Arribas de praia em Albufeira foram hoje demolidas

A Administração da Região Hidrográfica (ARH) do Algarve realizou hoje a demolição controlada de arribas da praia de Santa Eulália, em Albufeira, depois de concluído um levantamento que identificou sete praias a necessitar de intervenção na região.
Presente na praia de Santa Eulália, o director da ARH, Sebastião Teixeira, explicou à Lusa que os trabalhos iniciados hoje «vão realizar-se até ao fim de Maio» e fazem «parte de um procedimento de rotina, realizado a seguir ao inverno, quando as arribas geralmente caem».
Sebastião Teixeira precisou que os técnicos da ARH fazem após cada inverno uma vistoria completa às arribas «para ver como elas evoluíram» e «detectar novas situações na eminência de queda» para depois intervir com máquinas e fazê-las cair.

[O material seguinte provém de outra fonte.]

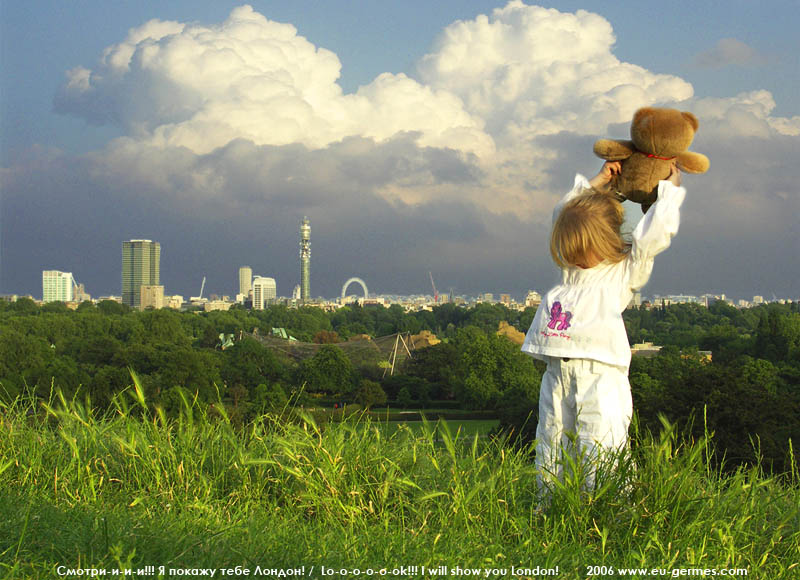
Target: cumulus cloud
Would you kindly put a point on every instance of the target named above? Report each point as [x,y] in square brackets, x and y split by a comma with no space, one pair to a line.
[234,131]
[729,52]
[530,71]
[201,87]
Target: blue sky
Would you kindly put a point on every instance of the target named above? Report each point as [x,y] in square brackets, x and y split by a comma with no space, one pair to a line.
[413,142]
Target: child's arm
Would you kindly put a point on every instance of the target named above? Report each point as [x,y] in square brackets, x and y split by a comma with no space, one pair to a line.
[654,232]
[598,182]
[607,172]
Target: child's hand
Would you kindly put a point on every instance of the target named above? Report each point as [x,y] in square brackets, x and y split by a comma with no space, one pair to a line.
[607,172]
[675,175]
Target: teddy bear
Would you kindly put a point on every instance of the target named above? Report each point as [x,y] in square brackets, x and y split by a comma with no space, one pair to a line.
[659,138]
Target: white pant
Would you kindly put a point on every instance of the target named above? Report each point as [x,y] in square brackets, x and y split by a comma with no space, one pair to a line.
[582,403]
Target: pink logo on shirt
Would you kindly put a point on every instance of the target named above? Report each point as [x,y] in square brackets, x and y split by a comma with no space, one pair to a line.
[559,318]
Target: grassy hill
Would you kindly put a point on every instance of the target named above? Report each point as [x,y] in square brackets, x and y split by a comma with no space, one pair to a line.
[130,488]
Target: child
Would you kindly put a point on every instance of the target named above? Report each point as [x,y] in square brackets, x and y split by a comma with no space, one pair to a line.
[578,329]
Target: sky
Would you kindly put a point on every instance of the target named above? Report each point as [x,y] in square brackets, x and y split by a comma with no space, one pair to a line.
[416,136]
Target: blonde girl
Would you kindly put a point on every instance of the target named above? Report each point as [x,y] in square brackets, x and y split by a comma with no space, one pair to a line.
[585,397]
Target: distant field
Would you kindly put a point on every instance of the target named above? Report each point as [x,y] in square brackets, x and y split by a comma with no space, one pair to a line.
[131,489]
[465,429]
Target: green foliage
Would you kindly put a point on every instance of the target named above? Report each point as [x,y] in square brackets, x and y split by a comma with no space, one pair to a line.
[328,371]
[369,394]
[86,489]
[748,395]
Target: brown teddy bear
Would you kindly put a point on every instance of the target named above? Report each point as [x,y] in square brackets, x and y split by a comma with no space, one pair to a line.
[659,138]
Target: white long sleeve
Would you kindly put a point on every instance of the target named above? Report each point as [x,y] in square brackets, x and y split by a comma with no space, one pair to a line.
[582,316]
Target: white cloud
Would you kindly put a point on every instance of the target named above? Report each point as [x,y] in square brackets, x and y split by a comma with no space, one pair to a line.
[201,87]
[727,52]
[529,71]
[243,123]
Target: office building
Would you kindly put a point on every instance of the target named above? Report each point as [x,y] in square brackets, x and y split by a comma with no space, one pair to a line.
[141,266]
[245,281]
[305,260]
[264,292]
[151,296]
[57,286]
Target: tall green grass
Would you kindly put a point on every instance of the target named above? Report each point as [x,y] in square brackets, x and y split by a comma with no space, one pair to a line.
[131,487]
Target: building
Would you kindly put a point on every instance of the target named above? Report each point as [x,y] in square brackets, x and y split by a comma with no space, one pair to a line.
[245,282]
[264,292]
[533,299]
[141,266]
[57,286]
[151,296]
[305,259]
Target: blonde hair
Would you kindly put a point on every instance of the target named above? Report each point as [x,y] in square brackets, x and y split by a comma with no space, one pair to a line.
[589,226]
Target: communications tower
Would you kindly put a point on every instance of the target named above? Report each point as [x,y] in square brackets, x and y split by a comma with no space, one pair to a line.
[305,260]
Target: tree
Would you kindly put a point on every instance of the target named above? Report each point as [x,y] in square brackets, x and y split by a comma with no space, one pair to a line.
[369,394]
[328,371]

«O que fazemos não é demolir, mas anteciparmos a queda, porque a demolição é um palavrão muito feio e o que fazemos é anteciparmo-nos à natureza para que elas caiam em segurança e não em cima de eventuais banhistas», frisou o director da ARH Algarve.
Uma das intervenções realizadas hoje na praia de Santa Eulália provocou a queda de um bloco de cerca de dois metros cúbicos que se encontrava por cima da entrada de uma pequena gruta, habitualmente utilizada por banhistas para aproveitar a sombra e abrigar-se do sol, apesar dos riscos de queda iminente de arribas e dos avisos colocados à entrada da praia.
O responsável explicou que «cada metro cúbico pesa entre duas e 2,5 toneladas» e que «por sistema colocam-se os detritos que caem a tapar as grutas, para evitar que as pessoas vão lá para dentro» e as utilizem.
«Agora, as pessoas têm uma imaginação imensa, não conseguimos controlar e isso e tem que ser com cada um», sublinhou.
Sebastião Teixeira explicou o padrão de actuação da ARH na detecção de risco de queda nas arribas, referindo que imediatamente antes do verão e da época balnear, com os problemas já identificados pela vistoria pós-inverno, «faz-se o saneamento e as intervenções que se conseguem fazer, porque nem todas se conseguem fazer».
O director da ARH do Algarve adiantou que estão identificadas sete praias (Santa Eulália, Maria Luísa, Oura, Prainha, Vau, Careanos e Rocha), onde serão feitas intervenções “até ao final do mês”, após um inverno que não foi tão rigoroso como anteriores.
«Os invernos não são todos iguais, em termos médios há 12 desmoronamentos por ano. Este ano houve oito e em termos de volume e recuo foi mais ou menos metade da média», disse Sebastião Teixeira, sublinhando que em 2009/2010 o dimensão foi quatro vezes superior à média.
Questionado sobre se o trabalho de monitorização e intervenção das arribas pode ser abrangidos pelos cortes orçamentais que estão a afectar todos os organismos do Estado, o director da ARH disse que não, porque este trabalho é «prioritário e de baixo custo».
Sebastião Teixeira acrescentou que «com poucos milhares de euros se faz o saneamento de diversas praias, numa operação rápida, barata e super eficaz».